Iklan Dua

Kidang Saksi Sejarah Pendudukan Pelarian Tentara Jepang Desa Tepian LangsatDiwarisi Mesjid Tertua Oleh Almarhum Ayahndanya

$rows[judul] Keterangan Gambar : Gambar kiri anggota DPRD Kutim Kidang saat berada di Masjid tua warisan sang almarhum ayah kandung tercintanya, H Sahrum yang mana masjid tersebut berdiri sejak tahun 1913, gambar kanan Kidang sejak awal Bulang Agustus 2023 dalam memaknai HUT Kemerdekaan RI Ke - 78 tahun mengibarkan bendera merah putih di rumah pribadinya di Begalon


Oleh : Daya Bhara Aji., S.Sos


Keterangan foto : DPRD Kidang berbagi pengalaman cerita sejarah Kemerdekaan di tanah kelahirannya Desa Tepian Langsat dari cerita ayahndanya Almarhum H Sahrum disaat warga Tepian Langsat melawan Eks tentara penjajah Jepang

 Amerika Serikat menjatuhkan bom atom di Hiroshima dan Nagasaki.

 

Setelah tentara penjajah Jepang bertekuk lutut kepada tentara sekutu, pasca negeri matahari terbit (Nagasaki) Hiroshima dihujani bom atom

Maka tentara Dai Nippon “Jepang” yang menduduki ibu pertiwi tanah air Indonesia berangsur mengakui kekalahannya atas kependudukannya di Indonesia.

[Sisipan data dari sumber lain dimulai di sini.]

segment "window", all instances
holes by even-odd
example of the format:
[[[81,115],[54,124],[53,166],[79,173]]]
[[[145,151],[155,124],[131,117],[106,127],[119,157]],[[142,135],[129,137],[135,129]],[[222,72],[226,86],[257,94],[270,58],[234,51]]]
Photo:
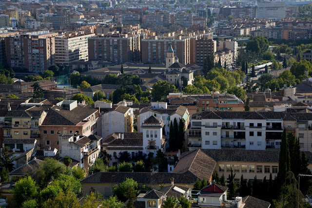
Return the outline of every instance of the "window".
[[[226,165],[226,171],[227,172],[231,172],[231,169],[232,167],[231,165]]]
[[[250,173],[254,172],[254,165],[249,166],[249,172]]]
[[[224,165],[219,165],[219,172],[224,172]]]
[[[277,173],[277,166],[272,166],[272,173]]]
[[[239,172],[239,165],[234,165],[234,172]]]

Keterangan foto : tampak awak media diajak bernostalgia sejarah di Desa Tepian Langsat melalui berbagai rute petlintasam hingga menyapa masyarakat sekitar

 Untuk itu, memaknai HUT Kemerdekaan Republik Indonesia (RI) Ke – 78 Tahun, anggota Komisi C DPRD Kutai Timur Masdari Kidang, SE kelahiran Desa Tepian Langsat Kecamatan Bengalon Kabupaten Kutai Timur (Kutim) berbagi kisah pengalaman rekam jejak sejarah pendudukan tentara Jepang dan Belanda di tanah kelahirannya dari kisah kedua orang tuanya yang kini telah wafat.

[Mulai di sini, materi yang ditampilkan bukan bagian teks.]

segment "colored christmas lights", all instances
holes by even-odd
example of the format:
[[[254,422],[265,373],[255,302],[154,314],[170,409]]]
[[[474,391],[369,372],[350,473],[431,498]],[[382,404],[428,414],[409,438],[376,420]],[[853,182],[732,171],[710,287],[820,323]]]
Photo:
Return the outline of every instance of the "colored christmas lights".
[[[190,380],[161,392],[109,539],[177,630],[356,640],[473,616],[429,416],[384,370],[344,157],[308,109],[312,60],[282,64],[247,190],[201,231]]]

 Dari penuturan yang diceritakan ayahnda Kidang, almarhum H Sahrum pria berdarah campuran Bugis – Bone, bersama istri tercinta Almarhumah Muhayan dirinya menetap dan berkeluarga sejak tahun 1913 di Desa Tepian Langsat.

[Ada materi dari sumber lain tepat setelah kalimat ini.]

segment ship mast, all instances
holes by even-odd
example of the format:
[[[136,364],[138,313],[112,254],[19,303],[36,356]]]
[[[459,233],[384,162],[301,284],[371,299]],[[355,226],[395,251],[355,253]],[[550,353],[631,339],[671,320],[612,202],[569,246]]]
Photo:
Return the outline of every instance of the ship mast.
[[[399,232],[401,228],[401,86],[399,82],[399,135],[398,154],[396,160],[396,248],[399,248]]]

Disaat tersiar kabar baik melalui pemberitaan tempoe doloe melalui radio diketahui negara sekutu membobardir negara Sakura Jepang dengan bom atom, yang ledakannya sangat dahsyat, memporakporandakan negeri Jepang hingga menyebabkan banyak nyawa melayang.

Berdampak pada pendudukan tentara jepang, sehingga mendesak tentara penjajah itu mengakui kekalahannya  termasuk kepada para pahlawan revolusi Kemerdekaan 1945 di Jakarta jaman itu.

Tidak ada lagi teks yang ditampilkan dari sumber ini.